The reflexive property of $R^2$ comes from the very same reflexive property of $R$, since when using the symmetrical property of $R$ you had to assume that such $b$ existed for $a$ in the first place, and the only $b$ that's guaranteed to exist is $a$ itself. So there's no need of the symmetrical property.

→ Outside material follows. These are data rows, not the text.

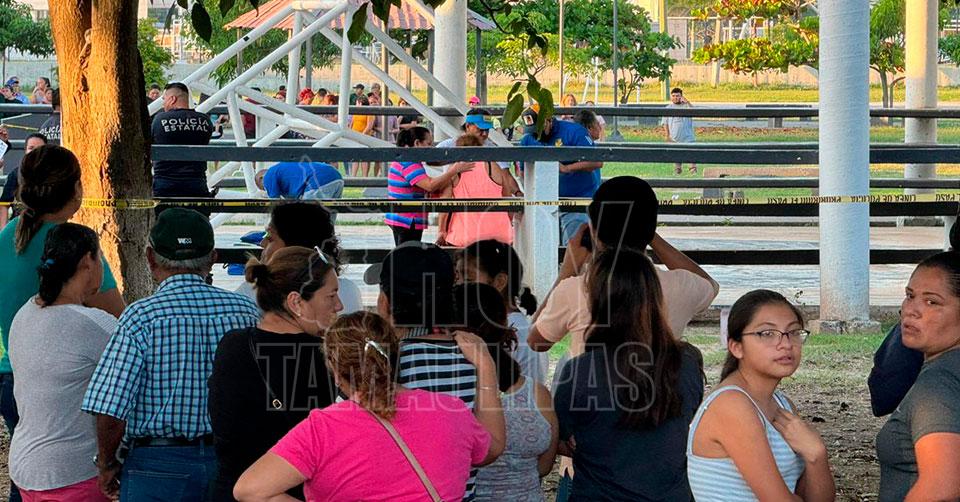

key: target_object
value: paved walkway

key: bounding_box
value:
[214,224,943,306]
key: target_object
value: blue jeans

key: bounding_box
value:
[0,373,21,502]
[560,213,590,246]
[120,445,217,502]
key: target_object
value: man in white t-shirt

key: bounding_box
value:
[662,87,697,174]
[527,176,720,356]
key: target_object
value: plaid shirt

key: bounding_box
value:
[81,274,260,440]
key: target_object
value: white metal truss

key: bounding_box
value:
[149,0,484,225]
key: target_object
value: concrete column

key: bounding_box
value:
[815,0,879,332]
[517,162,560,301]
[433,0,467,141]
[903,0,939,193]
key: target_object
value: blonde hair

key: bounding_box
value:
[323,311,400,420]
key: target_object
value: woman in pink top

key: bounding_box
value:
[233,312,505,502]
[437,134,513,247]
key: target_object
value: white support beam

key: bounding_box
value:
[147,5,293,114]
[517,162,560,298]
[903,0,940,193]
[433,0,467,140]
[818,0,872,332]
[197,3,348,113]
[239,85,391,146]
[320,28,466,138]
[287,10,310,105]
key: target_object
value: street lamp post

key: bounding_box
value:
[610,0,623,141]
[558,0,565,100]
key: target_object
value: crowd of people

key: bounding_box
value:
[0,142,960,501]
[0,79,960,502]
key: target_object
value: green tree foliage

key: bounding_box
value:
[0,0,53,73]
[567,0,679,103]
[187,0,339,86]
[692,0,819,82]
[137,19,173,86]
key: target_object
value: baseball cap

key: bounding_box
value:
[520,104,540,134]
[150,207,214,260]
[464,114,493,130]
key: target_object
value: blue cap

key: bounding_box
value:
[465,114,493,130]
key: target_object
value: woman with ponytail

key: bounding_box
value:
[0,145,124,500]
[687,289,836,502]
[233,312,502,502]
[454,282,559,501]
[9,223,117,501]
[456,239,550,383]
[208,246,343,501]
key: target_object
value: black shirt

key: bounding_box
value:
[208,328,337,501]
[554,345,703,502]
[152,109,213,186]
[37,112,62,145]
[0,167,20,216]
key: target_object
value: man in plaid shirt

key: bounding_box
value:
[82,208,259,501]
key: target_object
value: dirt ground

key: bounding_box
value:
[0,325,884,502]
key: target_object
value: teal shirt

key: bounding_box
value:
[0,218,117,374]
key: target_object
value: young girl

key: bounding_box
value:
[687,290,836,502]
[383,126,473,246]
[457,240,549,383]
[233,312,503,502]
[437,134,513,247]
[454,282,558,501]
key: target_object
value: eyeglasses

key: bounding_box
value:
[744,329,810,346]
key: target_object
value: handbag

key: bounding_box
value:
[367,410,443,502]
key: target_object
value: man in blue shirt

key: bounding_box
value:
[81,207,260,502]
[520,105,603,244]
[256,162,343,199]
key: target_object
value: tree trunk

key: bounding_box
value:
[50,0,153,301]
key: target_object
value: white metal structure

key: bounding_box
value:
[820,0,870,331]
[149,0,509,225]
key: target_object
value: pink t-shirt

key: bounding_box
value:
[270,390,490,502]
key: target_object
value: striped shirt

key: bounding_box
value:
[81,274,260,440]
[383,162,429,230]
[399,329,478,502]
[687,385,804,502]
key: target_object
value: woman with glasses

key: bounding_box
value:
[687,290,836,502]
[208,246,343,501]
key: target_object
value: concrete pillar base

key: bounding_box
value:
[807,319,880,335]
[897,216,940,227]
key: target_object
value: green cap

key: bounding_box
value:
[150,207,214,260]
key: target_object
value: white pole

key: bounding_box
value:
[336,7,356,131]
[433,0,467,140]
[520,161,560,300]
[903,0,939,193]
[147,5,293,113]
[820,0,870,332]
[286,10,310,105]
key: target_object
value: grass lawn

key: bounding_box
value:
[487,82,960,105]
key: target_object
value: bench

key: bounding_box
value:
[703,166,820,199]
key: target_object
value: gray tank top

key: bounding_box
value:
[476,378,552,502]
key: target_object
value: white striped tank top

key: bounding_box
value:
[687,385,804,502]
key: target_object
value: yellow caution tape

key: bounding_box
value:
[0,193,960,209]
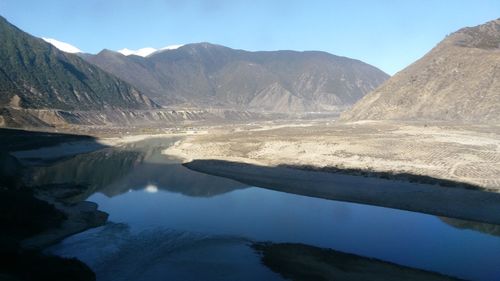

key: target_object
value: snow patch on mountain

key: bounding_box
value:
[118,45,184,58]
[42,37,83,54]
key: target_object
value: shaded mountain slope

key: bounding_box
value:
[0,17,158,110]
[342,20,500,123]
[85,43,388,112]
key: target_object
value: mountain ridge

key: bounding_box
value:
[341,19,500,123]
[0,16,158,110]
[85,42,389,112]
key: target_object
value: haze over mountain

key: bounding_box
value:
[85,43,389,112]
[342,19,500,122]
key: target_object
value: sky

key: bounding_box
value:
[0,0,500,75]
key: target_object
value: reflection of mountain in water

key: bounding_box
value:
[50,223,276,281]
[439,217,500,236]
[30,139,246,197]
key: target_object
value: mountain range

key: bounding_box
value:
[341,19,500,124]
[83,43,389,113]
[0,17,158,110]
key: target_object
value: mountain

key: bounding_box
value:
[42,37,83,54]
[341,19,500,123]
[0,17,158,111]
[85,43,388,112]
[118,45,182,58]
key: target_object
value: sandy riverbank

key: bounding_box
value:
[163,122,500,192]
[163,122,500,224]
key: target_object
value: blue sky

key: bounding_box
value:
[0,0,500,74]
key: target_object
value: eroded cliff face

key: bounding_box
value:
[0,108,282,127]
[342,20,500,123]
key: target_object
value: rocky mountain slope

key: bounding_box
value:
[0,17,158,110]
[341,19,500,123]
[84,43,388,112]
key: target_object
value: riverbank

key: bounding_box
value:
[252,243,460,281]
[163,122,500,192]
[0,129,111,281]
[184,160,500,224]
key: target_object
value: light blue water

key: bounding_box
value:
[40,138,500,280]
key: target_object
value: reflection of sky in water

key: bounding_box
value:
[42,139,500,281]
[50,185,500,280]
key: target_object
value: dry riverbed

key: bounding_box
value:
[164,122,500,192]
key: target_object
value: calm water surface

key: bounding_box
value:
[33,139,500,280]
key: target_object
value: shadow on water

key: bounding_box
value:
[183,160,500,224]
[439,217,500,237]
[28,139,247,200]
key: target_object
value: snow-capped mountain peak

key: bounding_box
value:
[42,37,83,54]
[118,47,157,57]
[118,45,183,58]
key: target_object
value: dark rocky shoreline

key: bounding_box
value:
[0,129,108,281]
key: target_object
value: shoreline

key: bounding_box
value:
[183,160,500,225]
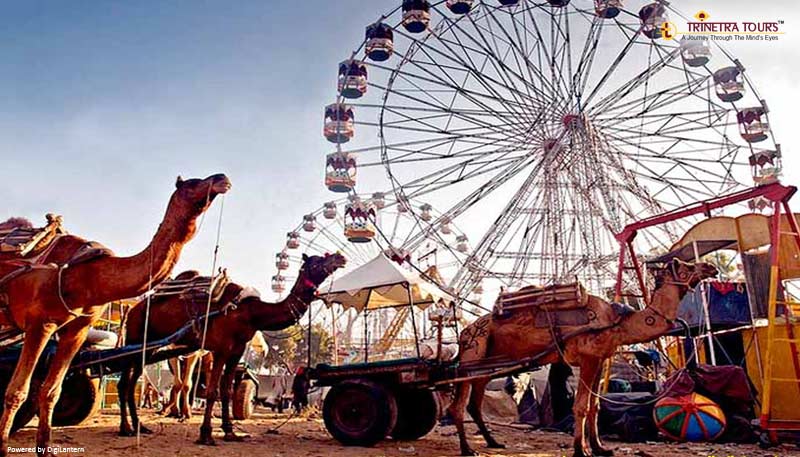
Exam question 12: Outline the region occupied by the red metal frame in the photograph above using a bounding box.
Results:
[615,182,797,304]
[615,182,800,435]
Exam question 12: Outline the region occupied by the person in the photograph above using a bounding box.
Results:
[292,367,311,414]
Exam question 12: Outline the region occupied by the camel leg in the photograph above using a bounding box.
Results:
[467,378,505,449]
[196,356,224,446]
[160,357,181,417]
[178,353,200,421]
[573,357,600,457]
[36,318,89,455]
[0,324,56,457]
[127,363,152,434]
[117,366,134,436]
[219,354,244,441]
[586,361,614,457]
[447,382,478,455]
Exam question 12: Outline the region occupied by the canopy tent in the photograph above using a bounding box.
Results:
[319,254,454,312]
[648,213,800,279]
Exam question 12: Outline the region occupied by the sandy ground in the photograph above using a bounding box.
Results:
[4,408,800,457]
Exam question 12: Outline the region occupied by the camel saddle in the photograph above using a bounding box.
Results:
[152,270,230,309]
[494,283,635,328]
[0,214,66,257]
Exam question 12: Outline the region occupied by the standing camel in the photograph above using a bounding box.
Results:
[448,259,717,457]
[0,174,231,456]
[158,351,212,420]
[119,253,346,445]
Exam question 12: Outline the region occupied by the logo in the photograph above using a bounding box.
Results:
[659,10,785,41]
[694,10,711,22]
[660,22,678,40]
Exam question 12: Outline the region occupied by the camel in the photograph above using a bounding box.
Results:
[0,174,231,456]
[160,351,213,421]
[119,253,346,446]
[448,259,717,457]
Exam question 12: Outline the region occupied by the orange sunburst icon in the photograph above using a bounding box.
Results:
[694,10,711,22]
[659,22,678,40]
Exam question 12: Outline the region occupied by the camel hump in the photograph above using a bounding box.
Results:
[0,215,64,257]
[67,241,114,265]
[175,270,200,281]
[495,282,589,314]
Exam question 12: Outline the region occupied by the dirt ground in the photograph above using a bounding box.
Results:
[9,408,800,457]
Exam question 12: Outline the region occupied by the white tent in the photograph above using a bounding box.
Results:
[319,254,454,312]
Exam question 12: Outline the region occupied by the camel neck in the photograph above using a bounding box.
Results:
[69,196,202,304]
[250,280,314,330]
[616,283,685,344]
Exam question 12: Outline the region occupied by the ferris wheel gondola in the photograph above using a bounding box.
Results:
[271,192,469,296]
[325,0,781,306]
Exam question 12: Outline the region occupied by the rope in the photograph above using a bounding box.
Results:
[136,243,153,449]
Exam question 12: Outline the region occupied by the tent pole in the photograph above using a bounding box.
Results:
[406,283,422,359]
[364,309,369,363]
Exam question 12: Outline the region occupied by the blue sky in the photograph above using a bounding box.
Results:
[0,0,800,290]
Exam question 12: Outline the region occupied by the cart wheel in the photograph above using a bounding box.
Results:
[390,389,439,441]
[53,373,100,427]
[233,379,256,420]
[322,379,397,446]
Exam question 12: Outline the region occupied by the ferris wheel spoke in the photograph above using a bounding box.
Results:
[608,130,730,198]
[398,26,536,119]
[583,14,672,106]
[589,48,680,115]
[394,152,527,198]
[384,43,544,132]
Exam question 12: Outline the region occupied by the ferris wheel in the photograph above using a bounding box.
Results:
[271,192,469,297]
[324,0,780,302]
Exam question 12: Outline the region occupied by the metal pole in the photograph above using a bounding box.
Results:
[331,304,339,365]
[306,304,311,368]
[405,283,422,358]
[692,240,717,365]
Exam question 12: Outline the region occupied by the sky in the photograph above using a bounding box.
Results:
[0,0,800,291]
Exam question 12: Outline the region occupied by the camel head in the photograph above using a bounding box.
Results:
[170,173,231,216]
[656,258,719,293]
[0,217,33,230]
[300,252,347,287]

For the symmetrical property of $R^2$ I'm not sure about the meaning of what you wrote. You have to show that if $aR^2b$ then $bR^2a$. The $aR^2b$ it's the starting point, not part of the proof. Maybe I'm just a little confused. Hint for this part: Use the definition of $R^2$ for $aR^2b$ and then use the symmetrical property of $R$.
Lastly, for the transitive property of $R^2$ you just have to use the definition of $R^2$ for both $aR^2b$ and $bR^2c$ and then use the transitive property of $R$ to get $aR^2c$.